Remembering Shavuot [1] 1967
“I remember when I first went to the Kotel [2], that sense of epiphany…. The Kotel was only open to Jews. You’re still surrounded by barbed wire and all kinds of warnings for land mines…
The plaza was very rudimentally prepared. The razing of the several houses had been done. The surface was just crude dirt.
The Shabbat Teshuva just before that, between Rosh Hashana [3] and Yom Kippur [4] (fall 1966), my parents very uncharacteristically said, “You know, let’s go to Mt. Zion.:” Mt. Zion until ’67 was the popular substitute for the Kotel. It was the closest you came as a Jew in Jerusalem to a holy site.
We went up there, we prayed, we got back and we said, “We had a great time, we should do this every year.” The next Shabbat Teshuva [5] we already had the Kotel itself.
So this is Shavuot. We went the same way. We went across the Ben Hinom Valley, the way we had done just half a year earlier. And suddenly, it’s vast, it’s open.
There were 200,000 people, jubilant. They came from all over the country, with “tembel” [6] hats, singing, dancing. It was biblical, like a pilgrimage. [full article…]
– Amotz Asa-El – senior Jerusalem Post columnist and a lecturer at the Shalem Center.

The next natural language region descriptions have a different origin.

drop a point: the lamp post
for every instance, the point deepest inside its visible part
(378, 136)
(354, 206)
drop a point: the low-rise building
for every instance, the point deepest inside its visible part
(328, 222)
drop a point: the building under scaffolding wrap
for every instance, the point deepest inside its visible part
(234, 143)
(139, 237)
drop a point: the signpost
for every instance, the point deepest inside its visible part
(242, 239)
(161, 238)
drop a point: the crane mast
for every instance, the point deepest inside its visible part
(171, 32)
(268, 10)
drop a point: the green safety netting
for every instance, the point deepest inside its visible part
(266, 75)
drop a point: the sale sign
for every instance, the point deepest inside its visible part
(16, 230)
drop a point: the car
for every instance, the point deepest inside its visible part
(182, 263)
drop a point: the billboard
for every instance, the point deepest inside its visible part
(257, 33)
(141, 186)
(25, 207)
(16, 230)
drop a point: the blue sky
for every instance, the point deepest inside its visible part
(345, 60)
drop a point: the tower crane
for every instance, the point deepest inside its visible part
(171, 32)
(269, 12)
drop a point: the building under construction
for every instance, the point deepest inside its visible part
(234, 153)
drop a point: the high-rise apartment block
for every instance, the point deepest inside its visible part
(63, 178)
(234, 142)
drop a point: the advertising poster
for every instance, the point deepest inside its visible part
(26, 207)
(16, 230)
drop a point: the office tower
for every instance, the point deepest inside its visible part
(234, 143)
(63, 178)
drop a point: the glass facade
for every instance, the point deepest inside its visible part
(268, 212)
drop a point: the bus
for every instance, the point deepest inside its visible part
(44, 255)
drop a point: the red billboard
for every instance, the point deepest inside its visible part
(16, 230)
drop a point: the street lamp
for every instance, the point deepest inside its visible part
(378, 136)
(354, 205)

[1] Festival commemorating Moses receiving the Ten Commandments at Mount Sinai
[2] The Western Wall, all that now remains of the Second Temple in Jerusalem, part of the outer perimeter wall from the Temple.
[3] Jewish New Year
[4] Jewish Day of Atonement
[5] Sabbath of Repentence, so called because it falls within the Ten Days of Repentence that lead to Yom Kippur.